I always feel so grateful for friends who don’t even hesitate when I ask them for a guest post. I’m kicking off my annual (?) blog hiatus with an inspiring post from someone I 100% trust to give it to you straight. Michelle’s own journey with provides a great mental game plan on how to rehab an injury – Pamela
At some point in our fitness journey, we will all more than most likely embark on an injury. Now, this could be an injury due to poor movement patterns, one due to lack of body control, or just something that happens out of the blue when we aren’t in tune with our innermost gut feelings. Irregardless of how the injury came to be, I have some tips and experience points to share today that will get you back AND better than ever.
Recently, I underwent hip surgery due to a bone deformity that caused several tears to the cartilage in my hip. I’ll spare you the surgery details, but it was pretty awesome. After surgery, I was assigned an awesome physical therapist for three months. The goal was to get my mobility back, but I have ended up with a whole lot more.
Now, I have to give you the point of view of an active individual here: I was all for laying around and watching Netflix during recovery….for the first few days. After that, it becomes extremely irritating that my body betrayed me and won’t even get it together so I can go be awesome and stuff! Both my surgeon and therapist kept reminding me of one key thing: TRUST THE PROCESS.

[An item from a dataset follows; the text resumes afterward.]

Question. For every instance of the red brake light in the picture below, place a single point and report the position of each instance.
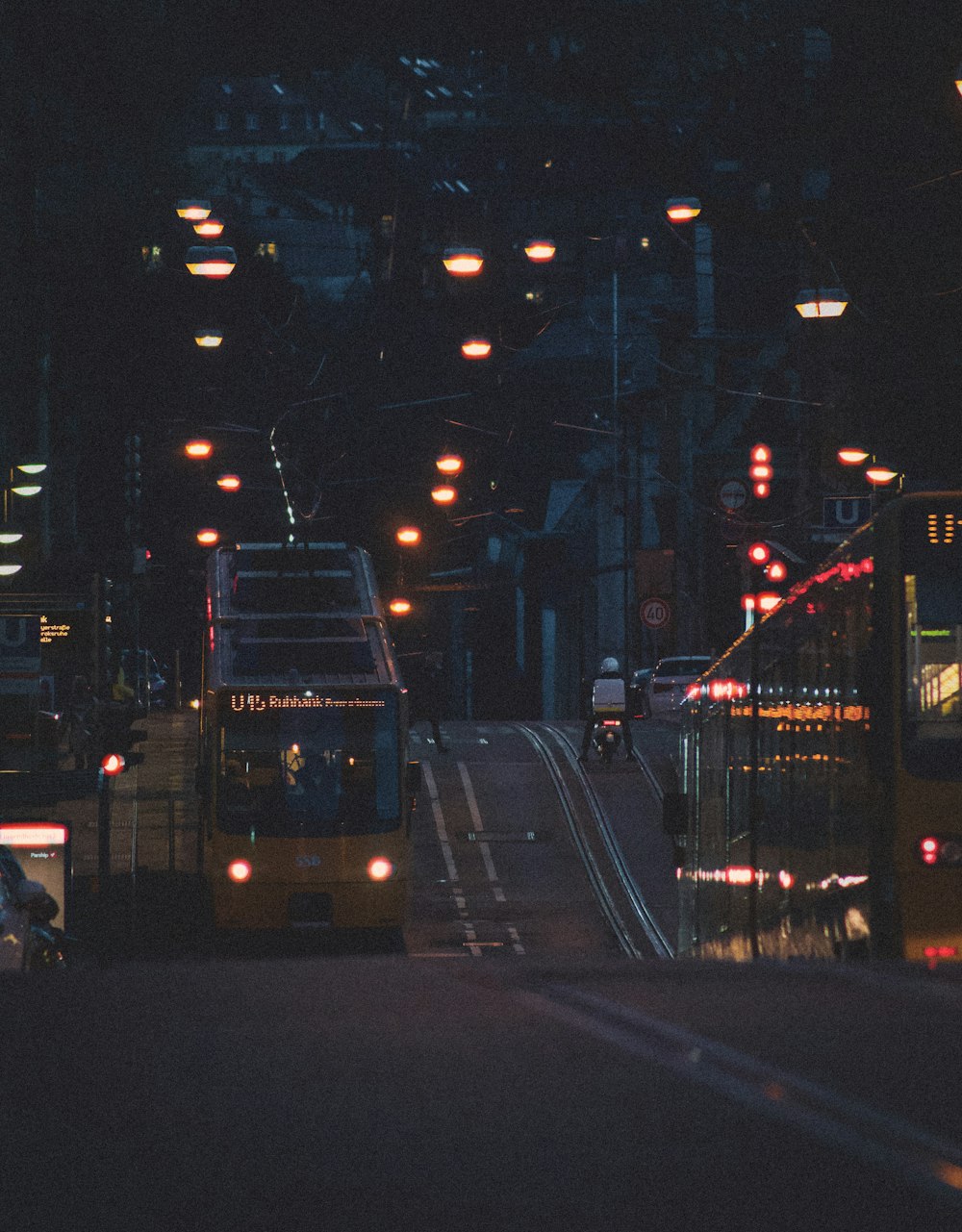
(945, 849)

Coming back from an injury (or just starting your fitness journey) is very much a process. It requires time and specific training. You can’t jump into the deep end of the pool if you haven’t even learned the basics of keeping your head above water. Trust can be a very hard thing to do, especially for fitness professionals or those who have been doing this for a long time; however, it is this trust that will help get your through the rough stuff.
Personally, I think it’s crazy to worry about weight (loss or gain) during recovery. Obviously, you don’t want to go off the deep end either way, but post-surgery is not the best time to hop on the scale daily and see if you’ve dropped those last 10 elusive pounds. A better way to chart your progress would be to set movement goals with your therapist. I started out wanting to work with the sled, so my therapist charted a track to get me there. And guess what? I was sled pulling the week I got off crutches! When you have a goal, you’re more likely to trust the process. Are you noticing the trend here?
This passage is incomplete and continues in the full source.